Thomas Mulcair est toujours prêt à s'allier au PLC pour battre les conservateurs

CP

Le chef du Nouveau parti démocratique, Thomas Mulcair, se dit confiant de pouvoir remporter la prochaine élection fédérale mais il réitère son ouverture face à une éventuelle alliance avec le Parti libéral du Canada si cela devait s'avérer nécessaire pour défaire les conservateurs de Stephen Harper.

De passage à Montréal, mardi, M. Mulcair a toutefois reproché au chef libéral Justin Trudeau de placer ses intérêts personnels au-dessus de l'intérêt supérieur des Canadiens.

Le chef du NPD fait valoir que la prochaine élection devrait donner lieu à une première véritable lutte à trois dans l'histoire politique canadienne, ce qui pave la voie, selon lui, à l'élection d'un gouvernement social-démocrate.

Malgré tout, l'avènement d'un gouvernement minoritaire ne peut être exclue dans ce contexte et il est impératif, selon lui, de tout mettre en oeuvre pour empêcher les conservateurs de maintenir le pouvoir.
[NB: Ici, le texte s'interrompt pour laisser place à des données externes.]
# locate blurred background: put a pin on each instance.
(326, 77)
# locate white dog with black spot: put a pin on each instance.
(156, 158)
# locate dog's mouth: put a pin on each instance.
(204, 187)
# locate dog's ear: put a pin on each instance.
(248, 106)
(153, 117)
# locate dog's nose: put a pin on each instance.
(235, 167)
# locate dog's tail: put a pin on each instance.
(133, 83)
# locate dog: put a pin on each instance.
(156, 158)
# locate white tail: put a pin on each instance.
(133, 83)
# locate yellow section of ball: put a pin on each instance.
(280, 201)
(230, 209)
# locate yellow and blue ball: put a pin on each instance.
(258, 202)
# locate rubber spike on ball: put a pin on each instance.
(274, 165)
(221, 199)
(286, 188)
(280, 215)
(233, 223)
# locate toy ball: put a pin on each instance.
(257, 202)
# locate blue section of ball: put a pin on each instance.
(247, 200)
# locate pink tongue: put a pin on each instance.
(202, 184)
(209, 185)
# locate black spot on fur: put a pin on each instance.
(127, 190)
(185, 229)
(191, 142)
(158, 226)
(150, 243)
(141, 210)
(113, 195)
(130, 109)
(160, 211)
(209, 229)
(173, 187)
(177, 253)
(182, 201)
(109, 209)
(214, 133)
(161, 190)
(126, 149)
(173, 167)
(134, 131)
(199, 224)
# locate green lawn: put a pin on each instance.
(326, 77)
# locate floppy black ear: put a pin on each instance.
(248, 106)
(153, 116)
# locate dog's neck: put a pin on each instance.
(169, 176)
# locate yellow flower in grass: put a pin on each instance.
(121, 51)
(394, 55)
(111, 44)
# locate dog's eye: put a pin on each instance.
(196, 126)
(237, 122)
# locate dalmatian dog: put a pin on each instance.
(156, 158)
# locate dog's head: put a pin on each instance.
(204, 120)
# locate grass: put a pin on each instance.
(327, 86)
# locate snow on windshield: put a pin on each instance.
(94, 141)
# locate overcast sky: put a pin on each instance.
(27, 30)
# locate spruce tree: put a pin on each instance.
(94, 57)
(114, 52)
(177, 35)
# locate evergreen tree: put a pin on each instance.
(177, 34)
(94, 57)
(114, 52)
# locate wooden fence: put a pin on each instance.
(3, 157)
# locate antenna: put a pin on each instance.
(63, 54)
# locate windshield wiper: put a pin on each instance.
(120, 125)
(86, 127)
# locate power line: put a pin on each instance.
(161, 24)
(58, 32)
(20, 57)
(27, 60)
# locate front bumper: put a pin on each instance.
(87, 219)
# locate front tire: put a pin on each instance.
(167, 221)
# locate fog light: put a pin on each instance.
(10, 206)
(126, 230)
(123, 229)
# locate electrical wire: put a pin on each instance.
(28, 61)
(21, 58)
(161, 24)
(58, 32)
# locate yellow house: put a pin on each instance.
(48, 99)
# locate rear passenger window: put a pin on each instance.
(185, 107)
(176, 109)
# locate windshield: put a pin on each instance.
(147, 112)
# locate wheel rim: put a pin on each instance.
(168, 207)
M. Mulcair rappelle que le NPD avait conclu une alliance avec le PLC en 2008 mais que les libéraux avaient renié leur engagement. À cette époque, toutefois, un gouvernement de coalition n'aurait pu être formé avec les libéraux et les néo-démocrates sans y inclure le Bloc québécois.

Il y a un an, à l'occasion d'une célébration de la Saint-Patrick à l'ambassade d'Irlande à Ottawa, et encore l'automne dernier, M. Mulcair a néanmoins réitéré son ouverture à une éventuelle alliance avec les libéraux.

60 sièges au Québec?

Le chef de l'Opposition à Ottawa ne vise toutefois pas un gouvernement de coalition mais bien un gouvernement néo-démocrate majoritaire et, à cet effet, il compte non seulement répéter l'étonnante performance de 2011, où le NPD, portée par la vague orange sous l'impulsion de Jack Layton, avait fait élire 59 députés, mais bien l'améliorer avec un objectif de 60 sièges.

Accusé par le Bloc québécois de vouloir bafouer les compétences du Québec avec des politiques de services de garde et de financement du transport en commun, M. Mulcair a balayé ces reproches du revers de la main.

Il a rappelé que toutes les propositions néo-démocrates qui impliquent une dépense fédérale dans un domaine de compétence provinciale, prévoient pour le Québec un droit de retrait avec pleine compensation sans conditions.

M. Mulcair a nié qu'il s'agissait là de quelque tentative ou volonté du NPD de s'immiscer dans les compétences provinciales mais, au contraire, d'instituer une approche qui ajouterait du financement aux programmes québécois en réponse aux demandes traditionnelles du Québec sans devoir repasser par une entente constitutionnelle quelconque.